Field measurement data was utilised on this project to reduce the uncertainty associated with key modelling input parameters (source, propagation path and receiver). For other input parameters, the uncertainty was established via published data and engineering judgement. The overall prediction uncertainty was calculated on the basis of guidance in the GUM and independently validated via Monte Carlo simulation.

Assessment of the modelling uncertainty on the basis of a quantitative approach based on GUM provides the additional benefit of quantifying the probability (confidence level) of the prediction uncertainty.
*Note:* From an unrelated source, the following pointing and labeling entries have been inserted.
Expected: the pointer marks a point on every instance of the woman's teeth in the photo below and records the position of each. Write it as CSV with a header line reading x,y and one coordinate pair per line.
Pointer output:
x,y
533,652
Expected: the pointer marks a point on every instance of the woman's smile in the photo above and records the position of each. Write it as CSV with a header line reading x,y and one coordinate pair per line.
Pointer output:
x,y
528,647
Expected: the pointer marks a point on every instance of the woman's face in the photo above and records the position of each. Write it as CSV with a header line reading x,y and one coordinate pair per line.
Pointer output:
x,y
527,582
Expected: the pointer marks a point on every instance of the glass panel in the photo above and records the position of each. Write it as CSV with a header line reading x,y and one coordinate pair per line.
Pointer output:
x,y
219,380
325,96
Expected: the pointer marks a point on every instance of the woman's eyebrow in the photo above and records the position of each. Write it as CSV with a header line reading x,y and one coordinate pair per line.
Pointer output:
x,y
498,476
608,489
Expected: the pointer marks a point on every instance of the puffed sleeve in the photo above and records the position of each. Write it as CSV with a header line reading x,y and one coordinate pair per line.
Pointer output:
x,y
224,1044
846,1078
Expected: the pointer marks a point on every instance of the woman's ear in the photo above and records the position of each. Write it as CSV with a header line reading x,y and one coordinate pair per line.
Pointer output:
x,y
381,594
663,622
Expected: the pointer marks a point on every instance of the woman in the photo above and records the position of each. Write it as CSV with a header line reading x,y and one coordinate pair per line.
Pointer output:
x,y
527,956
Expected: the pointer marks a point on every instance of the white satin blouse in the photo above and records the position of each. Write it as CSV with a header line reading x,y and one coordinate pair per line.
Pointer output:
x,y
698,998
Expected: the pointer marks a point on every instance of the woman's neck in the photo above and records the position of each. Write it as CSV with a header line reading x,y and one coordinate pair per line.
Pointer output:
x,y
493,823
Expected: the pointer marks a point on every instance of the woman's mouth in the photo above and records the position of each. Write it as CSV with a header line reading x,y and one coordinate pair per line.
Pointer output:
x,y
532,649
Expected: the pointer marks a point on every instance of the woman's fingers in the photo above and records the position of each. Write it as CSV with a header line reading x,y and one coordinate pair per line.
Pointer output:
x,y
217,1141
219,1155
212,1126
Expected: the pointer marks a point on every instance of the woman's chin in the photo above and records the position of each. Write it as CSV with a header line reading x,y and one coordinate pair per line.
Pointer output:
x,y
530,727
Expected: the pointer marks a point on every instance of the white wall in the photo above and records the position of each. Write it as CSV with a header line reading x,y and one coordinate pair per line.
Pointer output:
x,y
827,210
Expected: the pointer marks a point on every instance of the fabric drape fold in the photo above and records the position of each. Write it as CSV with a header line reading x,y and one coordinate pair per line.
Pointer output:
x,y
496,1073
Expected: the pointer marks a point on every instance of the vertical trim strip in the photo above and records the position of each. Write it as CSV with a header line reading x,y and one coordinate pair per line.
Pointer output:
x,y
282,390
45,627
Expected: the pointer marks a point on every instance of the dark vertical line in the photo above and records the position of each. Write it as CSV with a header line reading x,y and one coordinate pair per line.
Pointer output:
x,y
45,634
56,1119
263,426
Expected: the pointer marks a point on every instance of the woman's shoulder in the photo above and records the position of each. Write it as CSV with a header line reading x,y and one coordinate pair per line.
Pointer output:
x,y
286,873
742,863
Rather than simply stating that the prediction uncertainty is accurate to ±5 dB or ±10 dB, the prediction uncertainty based on GUM for this project can be stated as follows:

  • the predicted ground-borne noise levels are expected to lie within ±3.9 dB(A) [±1σ] of the predicted levels with 68% confidence, or within ±7.8 dB(A) [±2σ] of the predicted levels with 95% confidence;

  • by adding an engineering margin of one standard deviation [3.9 dB(A)] to the predicted noise level, the probability of the actual (or true) noise level being less than the predicted noise level is 84%, or conversely, the risk that the actual noise level will be higher than the predicted noise level is 16%; and

  • for a 90 and 95% confidence that the actual (or true) noise level will be less than the predicted noise level, the following engineering margins should respectively be added to the modelling results 5.0 and 6.4 dB(A).

In summary, by undertaking field measurements and establishing uncertainties for all input modelling parameters, the overall confidence in the GBNV predictions was quantified using GUM, and found to be significantly better than originally estimated. This in turn assisted in reducing engineering design margins with subsequent project mitigation cost reduction benefits.